Nothing Routine

Story by Mary Ann Littell  Portraits by John O’Boyle           View the complete magazine | Subscribe to Cancer Connection

Patricia Drew is no stranger to adversity. She’s survived two bouts of Hodgkin lymphoma as a teenager, and a battle with breast cancer later in life. She’s undergone radiation, chemotherapy, and a mastectomy, and had benign masses removed from both kidneys. She’s being treated for coronary valve disease, a condition her cardiologist attributes to the radiation she’s received.

Her close encounters haven’t been solely medical. On September 11, 2001, she emerged from the World Trade Center PATH station in time to witness the second plane hit the South Tower. She was on her way to work in the North Tower, only she’d been running late that morning because her son Michael wasn’t feeling well. That may well have saved her life.

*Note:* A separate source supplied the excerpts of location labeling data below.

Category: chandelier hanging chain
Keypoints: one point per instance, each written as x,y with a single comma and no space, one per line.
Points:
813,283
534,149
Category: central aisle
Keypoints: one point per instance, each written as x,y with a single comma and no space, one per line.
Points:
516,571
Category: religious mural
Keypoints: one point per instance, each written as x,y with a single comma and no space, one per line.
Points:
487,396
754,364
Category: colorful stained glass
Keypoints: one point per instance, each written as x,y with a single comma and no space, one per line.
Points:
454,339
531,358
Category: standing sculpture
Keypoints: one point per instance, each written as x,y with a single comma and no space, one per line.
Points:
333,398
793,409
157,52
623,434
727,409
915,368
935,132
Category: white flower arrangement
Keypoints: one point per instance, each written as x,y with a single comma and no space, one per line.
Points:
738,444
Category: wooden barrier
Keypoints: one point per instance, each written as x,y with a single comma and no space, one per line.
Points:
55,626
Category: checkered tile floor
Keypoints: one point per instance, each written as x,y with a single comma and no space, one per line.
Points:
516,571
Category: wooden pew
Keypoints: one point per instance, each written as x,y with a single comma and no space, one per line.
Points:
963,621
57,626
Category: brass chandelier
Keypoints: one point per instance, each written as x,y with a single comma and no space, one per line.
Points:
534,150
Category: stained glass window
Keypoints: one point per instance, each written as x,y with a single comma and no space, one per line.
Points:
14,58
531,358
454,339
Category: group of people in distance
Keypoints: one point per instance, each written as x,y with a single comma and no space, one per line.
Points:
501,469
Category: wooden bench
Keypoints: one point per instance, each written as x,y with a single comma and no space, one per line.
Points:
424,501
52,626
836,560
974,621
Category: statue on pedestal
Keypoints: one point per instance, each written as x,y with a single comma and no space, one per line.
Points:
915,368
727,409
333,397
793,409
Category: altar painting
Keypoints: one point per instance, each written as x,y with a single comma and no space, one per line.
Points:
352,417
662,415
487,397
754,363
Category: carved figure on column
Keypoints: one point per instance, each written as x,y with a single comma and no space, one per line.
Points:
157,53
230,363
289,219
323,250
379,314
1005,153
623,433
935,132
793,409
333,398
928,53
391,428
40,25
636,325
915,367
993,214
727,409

With all she’s been through, it’s understandable that she might occasionally wonder, ‘What else can go wrong?’

The answer to this question became painfully clear in 2019. “It was the worst year of my life,” she says. “Both of my parents died eight months apart. Then I was diagnosed with a really serious disease, insulinoma. I had to have major surgery. All this happened in one year. If I could, I’d take a pencil and erase 2019 right out of my life.”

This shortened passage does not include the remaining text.